Construction land is the land use type with the largest single land use change rate in the middle and lower reaches of the Yellow River, and its distribution area shows an upward trend and is significantly positively correlated with population and GDP. Previous studies have pointed out that social and economic development level and industrialization levels are driving factors for urban and rural construction land expansion [28,29]. In the past 20 years, the economy of the middle and lower reaches of the Yellow River has been developing continuously, and population and GDP have shown an increasing trend, indicating that socio-economic development and the urbanization rate are the main driving forces leading to the expansion of construction land in the study area. From 2005 to 2020, the total area converted into construction land is 1910 km², of which cropland and grassland are the largest. Studies have shown that the expansion of construction land in the Yellow River Basin is at the expense of cropland [30] but grassland is also being converted to this land use. According to this study, the reduction in grassland area caused by the expansion of construction land in the Yellow River Basin should not be ignored.
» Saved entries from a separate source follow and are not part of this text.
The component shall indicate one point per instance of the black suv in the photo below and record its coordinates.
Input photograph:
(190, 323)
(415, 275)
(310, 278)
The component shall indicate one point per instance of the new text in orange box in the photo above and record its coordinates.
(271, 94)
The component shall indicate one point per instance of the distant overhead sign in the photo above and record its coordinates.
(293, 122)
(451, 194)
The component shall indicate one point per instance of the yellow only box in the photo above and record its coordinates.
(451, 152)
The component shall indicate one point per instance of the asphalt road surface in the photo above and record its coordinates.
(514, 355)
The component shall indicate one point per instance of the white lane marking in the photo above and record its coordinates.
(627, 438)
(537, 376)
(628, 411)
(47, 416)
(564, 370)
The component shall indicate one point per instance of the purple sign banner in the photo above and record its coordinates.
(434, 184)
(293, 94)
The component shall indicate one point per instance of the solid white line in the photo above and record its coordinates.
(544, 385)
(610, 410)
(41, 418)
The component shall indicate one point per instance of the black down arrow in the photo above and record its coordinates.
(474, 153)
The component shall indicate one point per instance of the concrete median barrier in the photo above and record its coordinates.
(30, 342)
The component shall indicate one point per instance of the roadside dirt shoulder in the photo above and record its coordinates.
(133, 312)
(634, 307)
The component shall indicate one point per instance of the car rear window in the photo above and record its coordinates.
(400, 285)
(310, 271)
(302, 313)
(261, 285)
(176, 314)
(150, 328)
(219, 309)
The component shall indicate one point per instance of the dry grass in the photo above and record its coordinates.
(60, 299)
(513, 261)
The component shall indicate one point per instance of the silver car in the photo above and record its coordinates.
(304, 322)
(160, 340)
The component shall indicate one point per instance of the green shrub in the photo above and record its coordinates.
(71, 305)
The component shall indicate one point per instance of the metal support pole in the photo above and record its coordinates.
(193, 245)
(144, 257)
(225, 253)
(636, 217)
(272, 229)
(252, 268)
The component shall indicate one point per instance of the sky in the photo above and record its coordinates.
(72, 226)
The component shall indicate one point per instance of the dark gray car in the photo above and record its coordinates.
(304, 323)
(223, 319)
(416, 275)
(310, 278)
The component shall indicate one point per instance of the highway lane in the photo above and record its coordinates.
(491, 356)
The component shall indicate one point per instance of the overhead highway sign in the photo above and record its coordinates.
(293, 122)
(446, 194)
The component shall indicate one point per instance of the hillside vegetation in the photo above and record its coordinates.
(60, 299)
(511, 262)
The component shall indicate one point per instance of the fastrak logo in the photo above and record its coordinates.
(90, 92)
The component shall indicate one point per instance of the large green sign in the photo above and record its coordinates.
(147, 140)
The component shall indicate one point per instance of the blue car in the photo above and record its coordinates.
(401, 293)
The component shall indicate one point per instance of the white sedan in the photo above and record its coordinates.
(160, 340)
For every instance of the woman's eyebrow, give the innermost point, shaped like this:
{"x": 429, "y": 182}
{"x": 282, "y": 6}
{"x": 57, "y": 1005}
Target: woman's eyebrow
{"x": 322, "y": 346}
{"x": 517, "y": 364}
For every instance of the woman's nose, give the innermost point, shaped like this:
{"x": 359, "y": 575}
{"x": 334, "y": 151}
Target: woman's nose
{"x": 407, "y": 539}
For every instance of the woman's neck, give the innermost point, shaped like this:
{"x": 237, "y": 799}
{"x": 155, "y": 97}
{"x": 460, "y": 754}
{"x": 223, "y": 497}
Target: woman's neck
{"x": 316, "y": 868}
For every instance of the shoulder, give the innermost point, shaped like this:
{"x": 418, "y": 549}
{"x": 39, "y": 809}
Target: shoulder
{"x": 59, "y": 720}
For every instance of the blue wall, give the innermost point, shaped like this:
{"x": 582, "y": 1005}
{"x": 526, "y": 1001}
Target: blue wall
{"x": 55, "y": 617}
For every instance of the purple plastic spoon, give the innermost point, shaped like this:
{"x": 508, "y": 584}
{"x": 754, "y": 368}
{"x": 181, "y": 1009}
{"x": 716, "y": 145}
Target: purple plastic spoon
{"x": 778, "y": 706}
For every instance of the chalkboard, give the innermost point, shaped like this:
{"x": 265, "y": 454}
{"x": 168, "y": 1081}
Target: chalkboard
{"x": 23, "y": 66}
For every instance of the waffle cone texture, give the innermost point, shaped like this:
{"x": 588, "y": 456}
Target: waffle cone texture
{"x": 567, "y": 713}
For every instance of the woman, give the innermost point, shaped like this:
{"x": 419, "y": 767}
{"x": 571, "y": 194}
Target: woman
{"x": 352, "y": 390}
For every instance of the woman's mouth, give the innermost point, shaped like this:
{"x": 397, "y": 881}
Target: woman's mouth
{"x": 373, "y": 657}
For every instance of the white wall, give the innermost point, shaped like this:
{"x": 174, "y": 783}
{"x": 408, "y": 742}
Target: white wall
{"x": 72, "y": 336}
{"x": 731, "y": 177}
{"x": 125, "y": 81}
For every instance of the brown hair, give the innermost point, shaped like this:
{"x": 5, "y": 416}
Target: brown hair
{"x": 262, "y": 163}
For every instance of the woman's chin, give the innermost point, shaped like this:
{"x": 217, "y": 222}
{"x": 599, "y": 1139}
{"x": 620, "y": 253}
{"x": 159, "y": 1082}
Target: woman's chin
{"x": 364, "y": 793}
Economic development has a certain impact on ecology, such as the reduction in grassland, but the implementation of some policies, such as returning farmland to forest, can improve environmental damage and achieve sustainable development. In addition, soil and water conservation and afforestation during dam construction can have a positive impact on the environment.

5. Conclusions

This study aimed to quantitatively assess the sustainability impacts of the Xiaolangdi Dam. The results show that, after Xiaolangdi became operational, it injected new vitality into the Yellow River, the mother river of China, to ensure that it does not stop flowing and promote the social and economic development of the basin. It has had some positive effects on social and economic conditions in Shandong, Henan, and other provinces in the middle and lower reaches of the Yellow River. Urban agglomeration along the Yellow River has witnessed substantial growth, and the population siphon effect is significant. The growth rates of GDP and population in the Yellow River Basin of Shandong and Henan Province are higher than the provincial average. GDP and population growth has driven increases in land use change, construction land, and water area, and decreases in unused land, cropland, and grassland. The land use type changed significantly in the ten years after the dam became operational and, thereafter, tended to be stable. Critically, in terms of overall sustainability, ecological protection has been enhanced, with the area of forestland being almost unchanged and the ecological flow of the water having increased, thereby allowing the development of wetland nature reserves. This study, therefore, provides a basis for further research examining how dam construction can improve ecological conditions, alongside the socio-economic environment, in river basins in order to support sustainable development. Such research is also necessary to strengthen the protection of cultivated land in the Yellow River basin. Finally, Xiaolangdi should also continue to play its role in ecological protection.